# imports

In [4]:
import random

import numpy as np
from tqdm import tqdm

# open original vcf file

In [5]:
with open("/Users/minhtoo.lin/repos/nf-gwas/tests/input/pipeline/example.vcf", "r") as f:
    vcf_orig = f.readlines()

header_lines_orig = vcf_orig[:6]

# params

In [8]:
num_positions = 1_000_000
num_individuals = 50_000
# prev VCF (16 GB) was 100k positions x 100k individuals
# new VC (200 GB) is 1 million position x 50k individuals

# prepare new chromosome header line

In [6]:
# just copy the fixed part
chrom_header_line_base = "#CHROM\tPOS\tID\tREF\tALT\tQUAL\tFILTER\tINFO\tFORMAT"

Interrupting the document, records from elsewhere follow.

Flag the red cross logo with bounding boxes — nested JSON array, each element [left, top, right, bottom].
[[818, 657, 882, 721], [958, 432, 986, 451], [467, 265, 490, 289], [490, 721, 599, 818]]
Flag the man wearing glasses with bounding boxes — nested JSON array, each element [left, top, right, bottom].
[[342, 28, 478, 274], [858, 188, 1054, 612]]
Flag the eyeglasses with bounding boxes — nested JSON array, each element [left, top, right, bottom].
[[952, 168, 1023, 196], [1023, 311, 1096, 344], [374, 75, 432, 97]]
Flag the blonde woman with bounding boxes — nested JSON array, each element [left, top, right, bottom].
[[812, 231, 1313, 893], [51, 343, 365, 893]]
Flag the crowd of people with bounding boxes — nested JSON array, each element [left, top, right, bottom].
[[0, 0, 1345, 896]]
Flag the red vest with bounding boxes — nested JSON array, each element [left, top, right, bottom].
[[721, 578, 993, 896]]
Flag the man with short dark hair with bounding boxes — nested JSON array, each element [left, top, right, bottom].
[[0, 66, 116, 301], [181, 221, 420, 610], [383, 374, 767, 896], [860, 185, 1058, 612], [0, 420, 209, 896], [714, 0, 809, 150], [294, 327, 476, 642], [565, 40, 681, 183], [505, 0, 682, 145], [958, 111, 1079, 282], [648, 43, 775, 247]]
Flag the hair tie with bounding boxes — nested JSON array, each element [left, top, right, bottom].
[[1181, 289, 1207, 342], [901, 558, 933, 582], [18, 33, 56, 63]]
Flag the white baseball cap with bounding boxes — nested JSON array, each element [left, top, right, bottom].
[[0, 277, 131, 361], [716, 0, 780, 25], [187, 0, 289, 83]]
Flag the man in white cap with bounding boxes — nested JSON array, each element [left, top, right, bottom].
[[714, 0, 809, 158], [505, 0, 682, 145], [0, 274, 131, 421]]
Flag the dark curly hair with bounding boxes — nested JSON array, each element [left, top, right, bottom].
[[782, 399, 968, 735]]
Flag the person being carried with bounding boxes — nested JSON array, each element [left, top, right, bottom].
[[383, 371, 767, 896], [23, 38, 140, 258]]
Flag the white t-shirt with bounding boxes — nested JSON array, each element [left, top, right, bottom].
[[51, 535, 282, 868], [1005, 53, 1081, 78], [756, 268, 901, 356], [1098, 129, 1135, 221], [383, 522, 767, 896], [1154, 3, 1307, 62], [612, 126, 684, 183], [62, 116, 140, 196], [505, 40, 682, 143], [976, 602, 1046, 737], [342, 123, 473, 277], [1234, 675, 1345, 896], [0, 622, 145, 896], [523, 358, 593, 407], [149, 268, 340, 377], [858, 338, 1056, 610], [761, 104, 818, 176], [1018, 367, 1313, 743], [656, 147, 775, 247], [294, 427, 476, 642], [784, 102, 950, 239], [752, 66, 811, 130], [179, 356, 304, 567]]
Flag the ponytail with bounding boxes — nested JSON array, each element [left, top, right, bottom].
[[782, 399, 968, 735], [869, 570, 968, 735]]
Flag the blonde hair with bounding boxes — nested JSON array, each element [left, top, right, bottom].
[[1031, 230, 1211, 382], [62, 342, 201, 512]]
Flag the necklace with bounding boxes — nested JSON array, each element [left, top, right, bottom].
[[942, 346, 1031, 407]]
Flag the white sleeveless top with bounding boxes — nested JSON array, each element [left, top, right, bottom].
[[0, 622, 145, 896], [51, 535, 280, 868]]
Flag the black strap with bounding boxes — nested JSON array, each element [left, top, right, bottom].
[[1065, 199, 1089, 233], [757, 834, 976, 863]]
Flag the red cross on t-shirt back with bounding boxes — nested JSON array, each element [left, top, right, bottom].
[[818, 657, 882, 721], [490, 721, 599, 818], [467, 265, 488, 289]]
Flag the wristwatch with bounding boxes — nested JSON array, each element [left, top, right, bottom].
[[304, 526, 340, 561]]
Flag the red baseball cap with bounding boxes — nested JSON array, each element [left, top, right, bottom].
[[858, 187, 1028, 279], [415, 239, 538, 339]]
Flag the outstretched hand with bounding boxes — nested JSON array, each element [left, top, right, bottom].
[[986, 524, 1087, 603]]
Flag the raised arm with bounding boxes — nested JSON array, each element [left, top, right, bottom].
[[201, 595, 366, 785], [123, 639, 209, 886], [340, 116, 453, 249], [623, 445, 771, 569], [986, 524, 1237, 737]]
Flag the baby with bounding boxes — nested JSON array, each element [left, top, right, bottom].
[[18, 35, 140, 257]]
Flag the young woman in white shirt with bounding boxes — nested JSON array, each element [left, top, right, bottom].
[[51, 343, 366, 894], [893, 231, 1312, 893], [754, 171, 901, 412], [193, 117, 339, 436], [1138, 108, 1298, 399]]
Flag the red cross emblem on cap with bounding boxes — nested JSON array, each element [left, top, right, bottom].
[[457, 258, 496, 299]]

chrom_header_line_chars = [chrom_header_line_base]
for i in range(1, num_individuals + 1):  # 1-indexed
    chrom_header_line_chars.append(f"\t{i}")
chrom_header_line_chars.append("\n")

chrom_header_line_new = "".join(chrom_header_line_chars)

with open("../data/example_bigger.vcf", "w") as f:
    # write 6 header lines
    f.writelines(header_lines_orig)
    # write new chromosome header line
    f.write(chrom_header_line_new)

# prepare new data lines, row by row - use random.choice()

In [8]:
GT_CHOICES = np.array(["0/0", "0/1", "1/1"])

# append
with open("../data/example_bigger.vcf", "a") as f:
    for row_idx in tqdm(range(1, num_positions + 1)):  # 1-indexed, up to num_position rows
        line_base = f"1\t{row_idx}\t{row_idx}\t2\t1\t.\t.\tPR\tGT"
        curr_line_chars = [line_base]
        
        randints = np.random.randint(0, len(GT_CHOICES), size=(num_individuals))
        curr_line_chars.append("\t")
        curr_line_chars.append("\t".join(GT_CHOICES[randints]))
        curr_line_chars.append("\n")

        f.write("".join(curr_line_chars))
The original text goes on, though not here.